The cáse was tried to the court. The trial court’s findings of fact are not controverted and are, therefore, the law of this case. They establish the following.

The Lees family (hereinafter the tenants) occupied a house belonging to Georgia L. Wardall (hereinafter the landlord) on a month-to-month tenancy.

The tenants started to move out but before they left, the landlord, for some reason not clarified by the sparse record *234 before us, removed the door and later broke into the house. Certain damages were caused to the tenants by such actions.

The tenants thereupon filed a forcible entry action against the landlord. The tenants were in possession of the premises at the time they filed the action. They thereafter moved out and filed an amended forcible entry complaint. In their complaints, the tenants did not seek a writ of restitution or otherwise ask to recover possession of the property; and in the complaints served on the defendants, as the trial court found, they employed the special statutory summons authorized by statute in forcible entry cases.

Based on such findings, the trial court concluded that since the tenants at no time sought possession of the property they had been renting, they had no right to bring a forcible entry action; and, further, that the use of the special statutory summons did not give the court jurisdiction to grant any other relief in that action.

The trial court thereupon entered its order providing that the tenants’ “complaint be dismissed as to bringing an action under RCW 59.12 . . .” The tenants appeal the dismissal.

Two issues are presented.

Issues

Issue One. No statement of facts or complete transcript having been filed, does this court have a sufficient record before it to enable it to adjudicate this appeal?

Issue Two. Can parties who do not seek to recover possession of property bring a statutory forcible entry action?

Decision

Issue One.

Conclusion. The record before us is sufficient to- review the limited issue raised by this appeal.

The only record this court has before it is a transcript containing selected documents from the superior court file. Included, however, are the trial court’s findings of fact, conclusions of law and judgment, and order of dismissal.

A statement of facts is only required when neces *235 sary to consider the questions presented. State v. Womack, 82 Wn.2d 382, 384, 510 P.2d 1133 (1973); Riley v. Sturdevant, 12 Wn. App. 808, 811, 532 P.2d 640 (1975).

A statement of facts is not necessary to enable this court to consider whether the findings of fact support the judgment. Sweeney v. Sweeney, 47 Wn.2d 169,170, 286 P.2d 719 (1955). Riley v. Sturdevant, supra. Neither is a statement of facts necessary to determine whether the findings of fact support the conclusions of law. Fisher v. World-Wide Trophy Outfitters, 15 Wn. App. 742, 743, 551 P.2d 1398 (1976).

The record before us is, therefore, sufficient to review the limited issue here presented.

Issue Two.

Conclusion. A forcible entry action is a summary statutory proceeding in derogation of the common law. It cannot be brought unaccompanied by a claim to recover possession of real property.

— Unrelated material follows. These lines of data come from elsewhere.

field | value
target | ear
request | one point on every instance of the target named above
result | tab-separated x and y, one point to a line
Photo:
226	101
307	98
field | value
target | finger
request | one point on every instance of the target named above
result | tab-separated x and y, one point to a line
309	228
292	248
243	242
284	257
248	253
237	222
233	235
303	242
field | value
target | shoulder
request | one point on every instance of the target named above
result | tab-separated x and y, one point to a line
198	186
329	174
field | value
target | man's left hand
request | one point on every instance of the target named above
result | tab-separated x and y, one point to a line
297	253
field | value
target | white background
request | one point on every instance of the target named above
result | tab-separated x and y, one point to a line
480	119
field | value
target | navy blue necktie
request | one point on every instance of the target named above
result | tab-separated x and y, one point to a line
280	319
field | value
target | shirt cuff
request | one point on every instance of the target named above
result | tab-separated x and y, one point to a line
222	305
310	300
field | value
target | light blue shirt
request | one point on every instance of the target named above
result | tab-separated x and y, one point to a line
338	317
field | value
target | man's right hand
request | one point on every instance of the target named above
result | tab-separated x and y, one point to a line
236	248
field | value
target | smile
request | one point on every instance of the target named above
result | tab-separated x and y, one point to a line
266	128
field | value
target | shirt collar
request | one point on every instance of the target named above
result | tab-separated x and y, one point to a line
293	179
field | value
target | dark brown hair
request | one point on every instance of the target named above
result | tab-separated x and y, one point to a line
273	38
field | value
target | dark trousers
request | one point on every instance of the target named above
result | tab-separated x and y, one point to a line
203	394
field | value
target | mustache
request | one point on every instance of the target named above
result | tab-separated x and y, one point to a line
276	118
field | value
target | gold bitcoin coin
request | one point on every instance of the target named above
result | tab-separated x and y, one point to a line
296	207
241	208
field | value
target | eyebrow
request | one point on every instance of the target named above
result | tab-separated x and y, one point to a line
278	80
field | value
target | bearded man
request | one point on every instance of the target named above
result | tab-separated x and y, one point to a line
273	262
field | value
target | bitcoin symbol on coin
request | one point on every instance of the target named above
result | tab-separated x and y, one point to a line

It is clear that the tenants did not inadvertently file this action as a forcible entry case, but chose their ground, as it were. Their brief of appellants concedes that the appeal “arises from a statutory forcible entry complaint (RCW Title [sic] 59.12)” and that they “did not ask in their complaint to have the possession of the house restored to them . . .” They also point to the landlord’s misconduct and argue that “[u]nder such circumstances it is ludicrous to suppose that the tenants would ask for restitution of the premises where they had been so badly treated.”

The issue before the trial court as well as before this court is not whether wrongs done to the tenants by the landlord are actionable, but whether the tenants had grounds on which to base a statutory forcible entry action. Neither did the trial court’s judgment and order of dismissal preclude the tenants from then bringing suit against the landlord under one of the available common-law forms of action for damages. The trial court’s dismissal by its terms went only to actions brought under RCW 59.12, which includes forcible entry actions. Whether the tenants saw fit to bring a common-law action against the landlord *236 following the entry of the order of dismissal does not’ appear from the record before us.

There are a number of very practical reasons why a tenant would prefer to proceed against a landlord by a forcible entry action rather than by a common-law action, such as trespass.

For example, in a forcible entry action, a tenant is entitled to expedited procedures (RCW 59.12.070-.100), trial precedence over all other civil actions (RCW 59.12.130), and double damages in the event the tenant prevails (RCW 59.12.170). Additionally, in a forcible entry action a tenant does not have to prove that he or she has a right to possession at all, but only that the tenant was in actual possession at the time the conduct complained of occurred. Priestley Mining & Milling Co. v. Lenox Mining & Dev. Co., 41 Wn.2d 101, 103, 247 P.2d 688 (1952). This contrasts with the ordinary trespass action where the landlord has available such defenses as ownership and the right to possession. Thomsen v. State, 70 Wn.2d 92, 97, 422 P.2d 824 (1966).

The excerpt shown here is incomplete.